Jewellery
Transcriber's Note: Page 91 contains a footnote, however there is no associated marker. The footnote has been left in place, with a note to this effect.
BY H. CLIFFORD SMITH, M.A.
NEW YORK: G. P. PUTNAM'S SONS LONDON: METHUEN & CO. 1908
PLATE I
sixteenth-century pendent jewels of enamelled gold
B. M. = British Museum. V. and A. M. = Victoria and Albert Museum.
A page-number appended to a description indicates place of reference in the text.

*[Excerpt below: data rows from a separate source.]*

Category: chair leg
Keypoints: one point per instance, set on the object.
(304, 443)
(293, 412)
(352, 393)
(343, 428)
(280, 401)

THE term Jewellery is used generally in a very wide sense, and it has been necessary to impose certain limitations upon its meaning for the purpose of the present work. Jewellery may be defined as comprising various objects adapted to personal ornament, precious in themselves or rendered precious by their workmanship. The jewel worn as a personal ornament may be merely decorative, such as the aigrette or the pendant, or it may be useful as well as ornamental, such as the brooch or the girdle. Gems and precious stones are not jewels, in the present sense, until the jeweller's skill has wrought and set them. This definition will be found to correspond with the term minuteria adopted by Italian writers on the goldsmith's art for objects in precious materials employed for the adornment of the person, as distinct from grosseria —those fashioned for household use or ornament.